Some of the most beautiful waves on this planet have taken thousands of years to become perfect breaks. Sadly, it only takes a few months and a couple of bulldozers to destroy them. This is Harry’s story.
Harry was born in Mexico, on the northern coast of Baja California. No one knows his last name or where in the ocean his family originated from. It’s not relevant, although people tend to be interested in such things. More importantly, Harry was diagnosed with Fluctus malum seven years ago, an incurable disease that leads to rapid deterioration of the wave tissue within a couple of months. His closest friends (conservationists) and family members (local surfers) were shocked when they heard the news, because Harry’s one of the big-wave surf spots par excellence. Well, was one of the big-wave surf spots. Harry’s died in 2008.

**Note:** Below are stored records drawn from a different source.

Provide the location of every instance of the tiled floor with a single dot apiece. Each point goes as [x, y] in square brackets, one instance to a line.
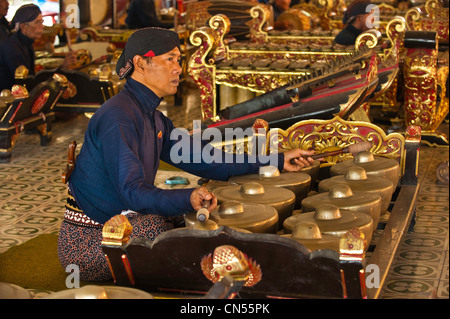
[32, 202]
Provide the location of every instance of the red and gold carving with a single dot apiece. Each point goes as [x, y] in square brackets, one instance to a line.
[424, 106]
[228, 260]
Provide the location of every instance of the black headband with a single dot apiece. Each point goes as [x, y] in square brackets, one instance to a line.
[25, 13]
[148, 42]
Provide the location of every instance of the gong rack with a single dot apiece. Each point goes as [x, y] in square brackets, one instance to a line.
[206, 64]
[22, 110]
[187, 262]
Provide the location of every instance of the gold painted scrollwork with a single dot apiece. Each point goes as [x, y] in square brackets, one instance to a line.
[412, 16]
[328, 135]
[395, 31]
[260, 15]
[202, 71]
[369, 38]
[221, 23]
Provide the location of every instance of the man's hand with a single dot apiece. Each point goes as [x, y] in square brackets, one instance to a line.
[200, 196]
[294, 161]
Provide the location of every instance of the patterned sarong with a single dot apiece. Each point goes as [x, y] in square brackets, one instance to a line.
[79, 241]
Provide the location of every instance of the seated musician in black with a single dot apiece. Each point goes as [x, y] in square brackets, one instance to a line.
[17, 50]
[5, 29]
[357, 19]
[125, 140]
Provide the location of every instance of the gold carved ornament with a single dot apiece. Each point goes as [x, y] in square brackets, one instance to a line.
[202, 72]
[116, 231]
[329, 135]
[228, 260]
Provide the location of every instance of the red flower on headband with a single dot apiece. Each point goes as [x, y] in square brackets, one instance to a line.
[150, 54]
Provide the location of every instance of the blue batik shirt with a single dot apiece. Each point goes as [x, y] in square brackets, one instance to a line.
[125, 140]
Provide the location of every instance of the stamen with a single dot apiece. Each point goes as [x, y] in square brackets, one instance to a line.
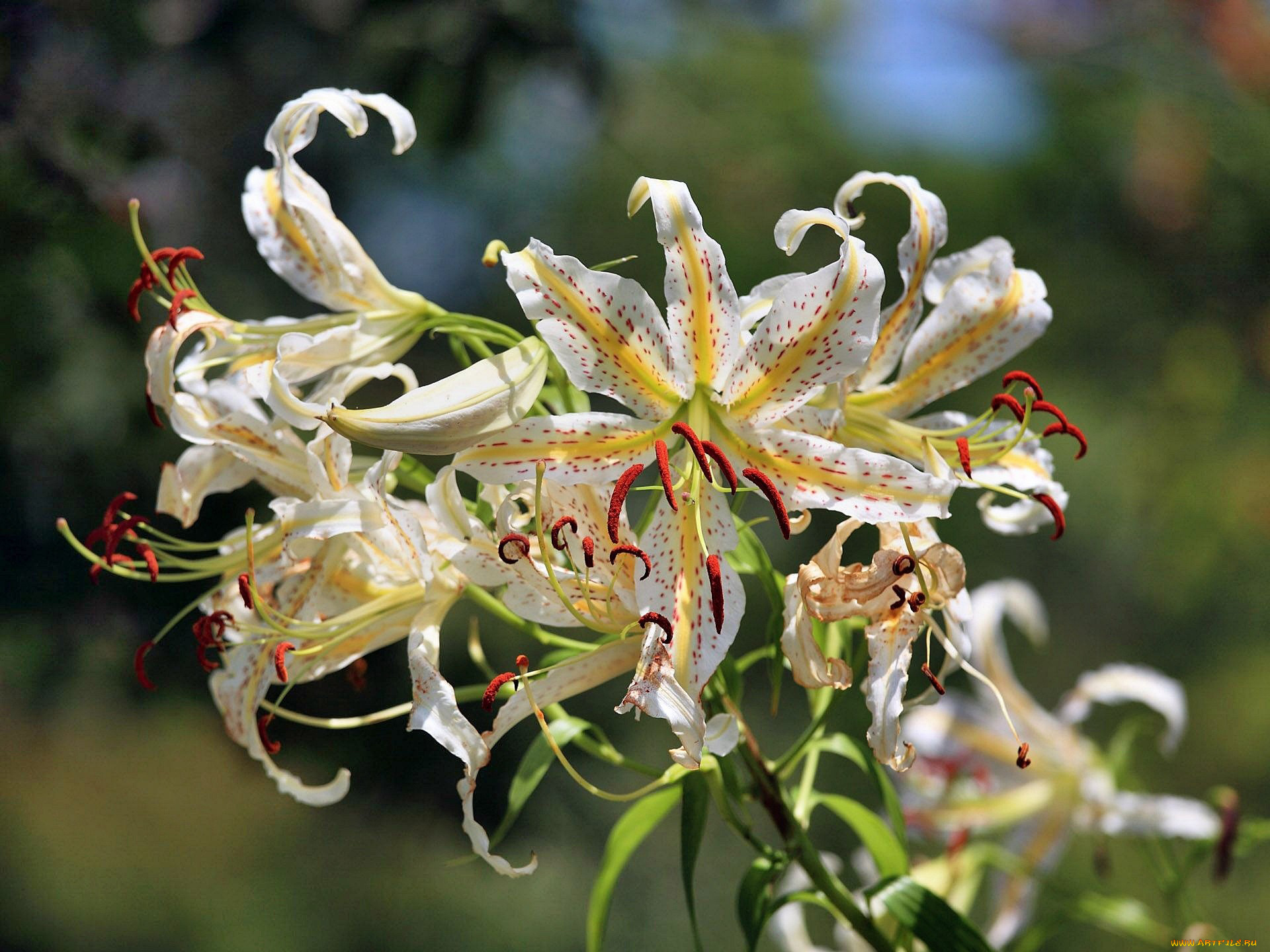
[151, 561]
[280, 662]
[1054, 510]
[663, 467]
[774, 496]
[262, 727]
[519, 539]
[1027, 379]
[139, 664]
[715, 590]
[356, 674]
[620, 489]
[715, 454]
[1072, 430]
[659, 621]
[624, 549]
[153, 411]
[933, 680]
[698, 450]
[178, 303]
[1009, 401]
[492, 691]
[559, 524]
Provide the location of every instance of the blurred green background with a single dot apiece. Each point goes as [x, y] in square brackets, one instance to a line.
[1121, 146]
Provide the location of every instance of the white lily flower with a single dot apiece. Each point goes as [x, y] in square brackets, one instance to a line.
[691, 377]
[911, 575]
[984, 313]
[966, 777]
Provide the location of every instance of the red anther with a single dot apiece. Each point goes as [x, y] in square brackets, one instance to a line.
[1027, 379]
[774, 496]
[139, 664]
[698, 447]
[624, 549]
[715, 590]
[519, 539]
[620, 489]
[116, 506]
[181, 255]
[559, 524]
[715, 454]
[280, 662]
[663, 467]
[1054, 510]
[150, 560]
[262, 727]
[153, 411]
[1006, 400]
[245, 592]
[1048, 408]
[661, 621]
[95, 571]
[1072, 430]
[933, 680]
[958, 841]
[178, 303]
[492, 691]
[356, 674]
[135, 292]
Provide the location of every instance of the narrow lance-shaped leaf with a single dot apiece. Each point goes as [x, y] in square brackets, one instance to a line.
[693, 826]
[628, 833]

When the two major energy companies Sempra Energy and Shell Oil decided to build the $975-million terminal ‘Costa Azul’ for the production and processing of liquified natural gas (LNG), the project not only destroyed Harry’s. It also bulldozed its way through one of the most pristine stretches of Mexican coastline. Where the shallow-water right-hand barrels of Harry’s once crested and kissed the shore, now stand two rock jetties protecting the LNG tankers. Despite a hard-fought campaign led by Wildcoast, Save the Waves Coalition and the Surfrider Foundation, this unique surfing spot is now lost to future generations.
Where one surf spot is lost, another is preserved
Despite the sad ending of Harry’s, there’s also reason to rejoice: In January 2013, World Surfing Reserves and Save the Waves Coalition announced that Bahia Todos Santos in Baja California has been officially declared a World Surfing Reserve. Todos Santos Bay is from now on a protected surf zone, the sixth worldwide, that extends in a triangular shape from the break ‘Stacks’ in the south to the island of Isla Todos Santos in the west (including the famous big-wave break ‘Killers’) and to Salsipuedes in the north.

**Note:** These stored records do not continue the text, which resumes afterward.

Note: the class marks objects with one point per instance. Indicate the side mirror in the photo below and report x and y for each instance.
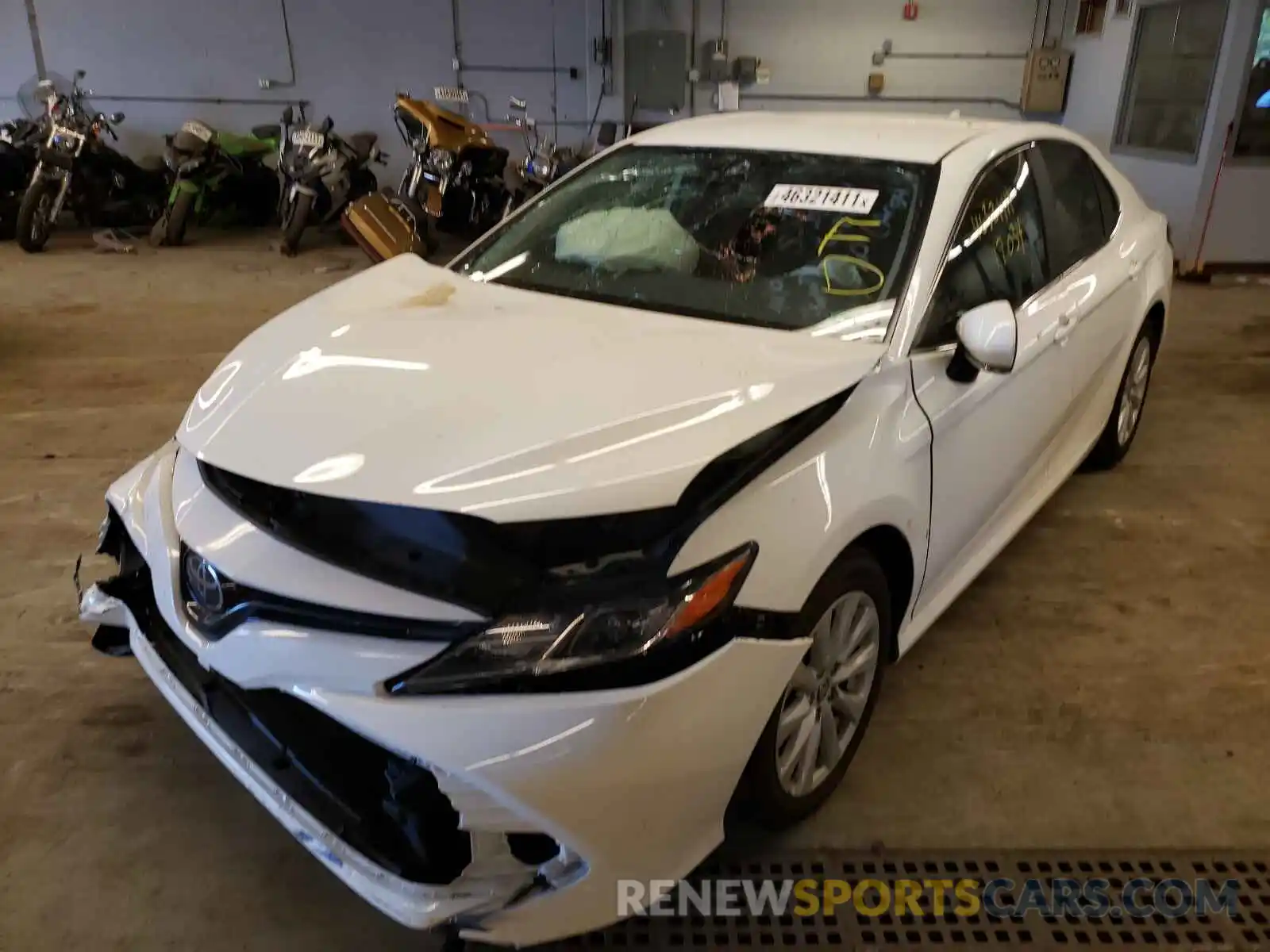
(987, 340)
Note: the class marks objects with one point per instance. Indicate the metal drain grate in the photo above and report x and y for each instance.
(1245, 928)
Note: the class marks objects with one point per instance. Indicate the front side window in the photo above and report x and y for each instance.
(768, 239)
(1170, 76)
(1254, 135)
(997, 253)
(1077, 225)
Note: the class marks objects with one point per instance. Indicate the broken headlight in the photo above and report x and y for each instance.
(614, 644)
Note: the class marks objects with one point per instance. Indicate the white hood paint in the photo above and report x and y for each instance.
(412, 385)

The region not only harbours an ocean playground for surfers and other sea-bound enthusiasts, but offers a beautiful coastline with towering cliffs and headlands, islands and natural bays. As a stopping point for migrating grey whales, it is pleasing to know that the bay and its marine ecosystem will keep on providing a habitat for numerous fish, crustacean and bird species… and surfers.
Some of the most beautiful waves on this planet have taken thousands of years to become perfect breaks. Thankfully, a few of them will be preserved.